La croissance bleue que d’aucuns appellent de leurs voeux est, à l’évidence, un formidable vivier de création de valeur, d’emploi et d’attractivité. Reste à lui donner corps et à rendre tangibles et concrètes ces orientations en accompagnant ce potentiel tout en veillant à ne pas affaiblir le modèle social auquel nos marins sont légitimement attachés et à assurer la nécessaire protection de notre environnement.

C’est dans cet esprit d’équilibre que le Gouvernement conduit une politique maritime ambitieuse et intégrée, prenant en compte toutes les composantes de l’économie maritime. Concrètement, le dernier comité interministériel de la mer, tenu sous la présidence du Premier ministre, a permis d’avancer et de tracer une feuille de route sur plusieurs sujets importants rappelés par le rapporteur : le renforcement de la compétitivité des grands ports maritimes ; le renouvellement de la flotte de commerce pour s’adapter aux conditions du marché mondial ; un soutien renforcé au secteur de la pêche maritime, pour préparer l’avenir et installer des jeunes ; l’affirmation d’une ambition aquacole pour la France ; une ambition réaffirmée sur les grands fonds marins ; le renforcement de nos capacités de contrôle pour protéger l’environnement marin ; ou encore, et c’est un point majeur, des dispositions permettant de valoriser le potentiel considérable des espaces maritimes ultramarins, qui forment, ne l’oublions pas, l’essentiel des espaces placés sous souveraineté ou juridiction française.

Comme l’a réaffirmé le Président de la République lors de son déplacement au Havre en octobre dernier, notre espace maritime représente une force considérable si nous savons le mettre au service de l’emploi, de l’activité, du développement durable, du respect de l’environnement, des énergies nouvelles. La mer, dans cette perspective de croissance bleue, est donc à la fois une ressource, un investissement et un domaine à protéger.

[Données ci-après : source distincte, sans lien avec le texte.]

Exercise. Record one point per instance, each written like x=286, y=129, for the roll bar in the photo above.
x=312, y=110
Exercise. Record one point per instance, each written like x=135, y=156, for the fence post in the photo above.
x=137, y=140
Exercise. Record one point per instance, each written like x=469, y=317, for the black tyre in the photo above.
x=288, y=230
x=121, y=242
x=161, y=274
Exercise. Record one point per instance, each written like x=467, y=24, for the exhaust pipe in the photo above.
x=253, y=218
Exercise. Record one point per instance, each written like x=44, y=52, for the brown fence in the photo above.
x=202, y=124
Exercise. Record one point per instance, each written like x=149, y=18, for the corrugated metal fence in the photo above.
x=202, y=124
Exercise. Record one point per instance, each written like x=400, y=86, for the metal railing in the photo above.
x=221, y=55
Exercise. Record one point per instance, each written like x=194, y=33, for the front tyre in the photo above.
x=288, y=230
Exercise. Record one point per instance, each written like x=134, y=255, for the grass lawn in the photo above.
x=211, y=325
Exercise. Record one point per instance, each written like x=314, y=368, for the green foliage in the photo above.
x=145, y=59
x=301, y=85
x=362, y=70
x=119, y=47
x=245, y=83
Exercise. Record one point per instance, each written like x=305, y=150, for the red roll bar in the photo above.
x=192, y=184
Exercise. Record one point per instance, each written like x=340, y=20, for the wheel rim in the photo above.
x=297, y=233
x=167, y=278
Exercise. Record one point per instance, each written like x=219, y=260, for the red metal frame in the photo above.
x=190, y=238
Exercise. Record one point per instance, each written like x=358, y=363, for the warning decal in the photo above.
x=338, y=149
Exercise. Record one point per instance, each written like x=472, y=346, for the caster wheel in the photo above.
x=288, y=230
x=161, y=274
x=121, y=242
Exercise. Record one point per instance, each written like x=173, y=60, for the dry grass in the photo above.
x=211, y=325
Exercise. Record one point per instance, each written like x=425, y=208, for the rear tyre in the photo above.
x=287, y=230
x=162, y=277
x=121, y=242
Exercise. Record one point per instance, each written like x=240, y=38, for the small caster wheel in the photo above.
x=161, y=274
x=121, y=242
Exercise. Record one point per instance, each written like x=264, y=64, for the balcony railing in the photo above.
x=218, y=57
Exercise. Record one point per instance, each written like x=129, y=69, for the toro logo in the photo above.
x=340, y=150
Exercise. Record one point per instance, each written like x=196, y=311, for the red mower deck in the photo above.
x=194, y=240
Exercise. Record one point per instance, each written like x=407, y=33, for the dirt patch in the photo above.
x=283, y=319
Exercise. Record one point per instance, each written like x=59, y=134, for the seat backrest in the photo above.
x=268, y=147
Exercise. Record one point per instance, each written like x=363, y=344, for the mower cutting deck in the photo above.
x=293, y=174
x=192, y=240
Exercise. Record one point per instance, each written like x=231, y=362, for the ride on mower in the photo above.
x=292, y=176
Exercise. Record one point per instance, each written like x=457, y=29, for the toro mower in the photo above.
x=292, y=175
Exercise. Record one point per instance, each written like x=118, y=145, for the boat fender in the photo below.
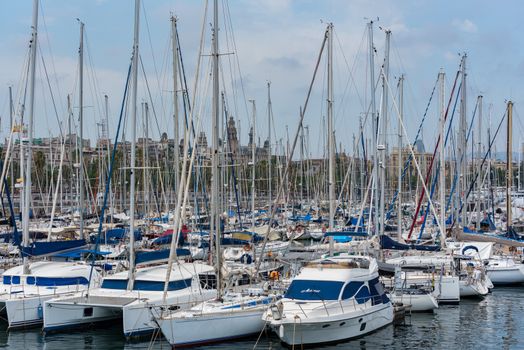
x=246, y=259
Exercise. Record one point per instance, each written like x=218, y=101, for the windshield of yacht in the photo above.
x=314, y=290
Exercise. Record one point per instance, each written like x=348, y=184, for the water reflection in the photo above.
x=495, y=322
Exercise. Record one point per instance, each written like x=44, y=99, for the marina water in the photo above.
x=495, y=322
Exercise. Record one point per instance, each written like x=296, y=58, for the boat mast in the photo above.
x=442, y=173
x=509, y=168
x=11, y=118
x=383, y=122
x=331, y=146
x=81, y=126
x=269, y=145
x=399, y=150
x=215, y=215
x=374, y=122
x=27, y=179
x=479, y=169
x=463, y=145
x=253, y=151
x=176, y=132
x=132, y=179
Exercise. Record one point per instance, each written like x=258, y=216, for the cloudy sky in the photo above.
x=276, y=41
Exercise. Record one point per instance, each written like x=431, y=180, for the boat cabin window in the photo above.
x=378, y=294
x=146, y=285
x=362, y=295
x=314, y=290
x=351, y=289
x=60, y=281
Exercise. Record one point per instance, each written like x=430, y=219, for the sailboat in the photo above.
x=130, y=295
x=232, y=314
x=25, y=288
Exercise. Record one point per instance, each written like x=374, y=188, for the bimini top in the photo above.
x=340, y=268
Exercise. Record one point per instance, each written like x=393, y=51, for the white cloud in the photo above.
x=465, y=25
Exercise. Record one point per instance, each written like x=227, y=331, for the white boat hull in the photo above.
x=505, y=275
x=418, y=302
x=212, y=328
x=332, y=329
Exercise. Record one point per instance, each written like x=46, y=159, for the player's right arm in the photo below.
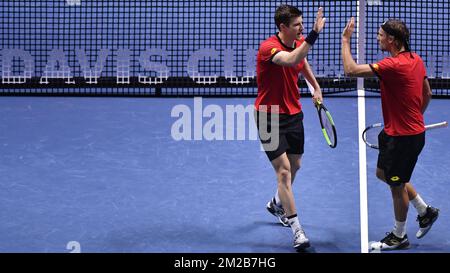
x=426, y=94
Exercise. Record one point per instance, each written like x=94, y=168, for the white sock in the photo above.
x=277, y=199
x=294, y=223
x=400, y=229
x=420, y=205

Nombre de ces éléments trouvent logiquement une déclinaison législative dans le texte proposé par Arnaud Leroy, dont je veux saluer ici l’engagement et la maîtrise au service de ces sujets de l’économie bleue, qui intéressent de plus en plus nos concitoyens. La proposition de loi, ambitieuse dans son objet, couvre un large champ, avec des propositions concernant les gens de mer, les ports, la flotte de commerce, la pêche maritime, l’aquaculture, les énergies marines renouvelables, ou encore la modernisation de nos services.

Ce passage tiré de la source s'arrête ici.